The words “anticipate,” “believe,” “estimate,” “project,” “expect,” “intend,” “plan,” “should,” and similar expressions, as they relate to us, are intended to identify forward-looking statements. Such statements reflect our current views with respect to future events and are subject to certain risks, uncertainties, and assumptions. Should one or more of these risks or uncertainties materialize, or should underlying assumptions prove incorrect, actual results may vary materially from those described herein as anticipated, believed, estimated, expected, or intended. We do not intend to update these forward-looking statements following the date of this report.

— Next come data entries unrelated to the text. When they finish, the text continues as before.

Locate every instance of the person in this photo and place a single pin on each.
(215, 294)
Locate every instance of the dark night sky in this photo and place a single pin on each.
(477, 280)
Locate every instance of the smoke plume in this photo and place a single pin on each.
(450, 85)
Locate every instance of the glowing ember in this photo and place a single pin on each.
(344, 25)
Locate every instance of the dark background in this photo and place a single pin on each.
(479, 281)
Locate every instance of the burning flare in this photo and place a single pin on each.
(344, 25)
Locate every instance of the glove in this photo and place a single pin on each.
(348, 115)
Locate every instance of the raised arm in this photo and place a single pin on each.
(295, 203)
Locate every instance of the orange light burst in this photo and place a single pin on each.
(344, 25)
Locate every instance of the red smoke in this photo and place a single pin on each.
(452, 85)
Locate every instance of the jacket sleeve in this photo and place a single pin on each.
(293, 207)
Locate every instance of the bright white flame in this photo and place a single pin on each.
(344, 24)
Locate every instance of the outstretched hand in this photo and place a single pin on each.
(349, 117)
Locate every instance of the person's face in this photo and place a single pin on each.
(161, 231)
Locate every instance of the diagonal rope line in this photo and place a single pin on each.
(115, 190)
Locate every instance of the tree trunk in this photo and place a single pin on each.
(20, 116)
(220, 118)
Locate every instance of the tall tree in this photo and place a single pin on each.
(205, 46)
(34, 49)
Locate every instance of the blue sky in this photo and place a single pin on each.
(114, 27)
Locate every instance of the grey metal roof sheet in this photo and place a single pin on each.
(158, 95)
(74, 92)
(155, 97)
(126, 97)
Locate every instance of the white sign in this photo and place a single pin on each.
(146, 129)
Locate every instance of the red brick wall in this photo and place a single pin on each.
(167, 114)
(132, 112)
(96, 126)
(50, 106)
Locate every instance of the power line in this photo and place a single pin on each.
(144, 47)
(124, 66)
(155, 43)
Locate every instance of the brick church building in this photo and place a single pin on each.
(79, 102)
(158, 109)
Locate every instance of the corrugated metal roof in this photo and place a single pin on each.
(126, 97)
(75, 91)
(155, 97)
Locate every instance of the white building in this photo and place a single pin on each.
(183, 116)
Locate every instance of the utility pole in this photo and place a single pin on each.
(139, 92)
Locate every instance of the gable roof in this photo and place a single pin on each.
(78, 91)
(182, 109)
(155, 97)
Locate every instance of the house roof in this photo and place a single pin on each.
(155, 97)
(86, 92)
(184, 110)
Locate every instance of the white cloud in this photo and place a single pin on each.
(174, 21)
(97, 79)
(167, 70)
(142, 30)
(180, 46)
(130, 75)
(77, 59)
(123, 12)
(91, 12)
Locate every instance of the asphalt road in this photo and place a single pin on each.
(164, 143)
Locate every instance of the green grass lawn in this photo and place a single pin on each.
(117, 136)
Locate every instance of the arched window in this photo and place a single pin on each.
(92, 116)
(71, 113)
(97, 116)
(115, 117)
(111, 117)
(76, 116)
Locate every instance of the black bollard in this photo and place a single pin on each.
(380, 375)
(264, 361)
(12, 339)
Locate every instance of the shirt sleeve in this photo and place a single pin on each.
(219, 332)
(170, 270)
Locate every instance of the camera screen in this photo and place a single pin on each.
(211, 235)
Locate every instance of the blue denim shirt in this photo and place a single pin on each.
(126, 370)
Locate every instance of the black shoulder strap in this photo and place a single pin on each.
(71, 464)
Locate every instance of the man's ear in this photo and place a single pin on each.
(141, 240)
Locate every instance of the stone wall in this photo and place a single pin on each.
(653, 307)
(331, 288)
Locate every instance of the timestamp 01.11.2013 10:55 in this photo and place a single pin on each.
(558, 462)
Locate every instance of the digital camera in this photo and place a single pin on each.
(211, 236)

In accordance with the provisions of the Litigation Reform Act, we are making investors aware that such forward-looking statements, because they relate to future events, are by their very nature subject to many important factors that could cause actual results to differ materially from those contemplated by the forward-looking statements contained in this Quarterly Report on Form 10-Q and other public statements we make. Such factors include, but are not limited to: the outcome of litigation and regulatory proceedings to which we may be a party; the impact of product recalls; actions of competitors; changes and developments affecting our industry; quarterly or cyclical variations in financial results; our ability to obtain suitable pricing for our products; development of new products and services; our level of indebtedness; the availability of financing on commercially reasonable terms; cost of borrowing; our ability to maintain and improve cost efficiency of operations; changes in foreign currency exchange rates; interest rates; raw material and commodity costs; changes in economic conditions; political conditions; reliance on third parties for manufacturing of products and provision of services; general U.S. and global economic conditions; the financial condition of our customers and suppliers; consolidations in the retail grocery and foodservice industries; our ability to continue to make acquisitions in accordance with our business strategy or effectively manage the growth from acquisitions; and other risks that are set forth in the Risk Factors section of our Annual Report on Form 10-K, the Legal Proceedings section, the Management’s Discussion and Analysis of Financial Condition and Results of Operations section and other sections of this Quarterly Report on Form 10-Q, our Annual Report on Form 10-K for the year ended December 31, 2014, and from time to time in our filings with the Securities and Exchange Commission.

 

41

 

 


Table of Contents

Item 3. Quantitative and Qualitative Disclosures About Market Risk

Interest Rate Fluctuations

As of March 31, 2015, the Company was party to the Revolving Credit Facility with an aggregate commitment of $900 million, with an interest rate based on the Company’s consolidated leverage ratio, and determined by either LIBOR plus a margin ranging from 1.25% to 2.00%, or a base rate (as defined in the Credit Agreement) plus a margin ranging from 0.25% to 1.00%. The Company was also party to both the Term Loan and the Acquisition Term Loan. Interest rates for both Term Loans are based on the Company’s consolidated leverage ratio and determined as follows: Term Loan by either LIBOR plus a margin ranging from 1.50% to 2.25%, or a base rate (as defined in the Credit Agreement) plus a margin ranging from 0.50% to 1.25%; Acquisition Term Loan by either LIBOR plus a margin ranging from 1.25% to 2.00%, or a base rate (as defined in the Credit Agreement) plus a margin ranging from 0.25% to 1.00%.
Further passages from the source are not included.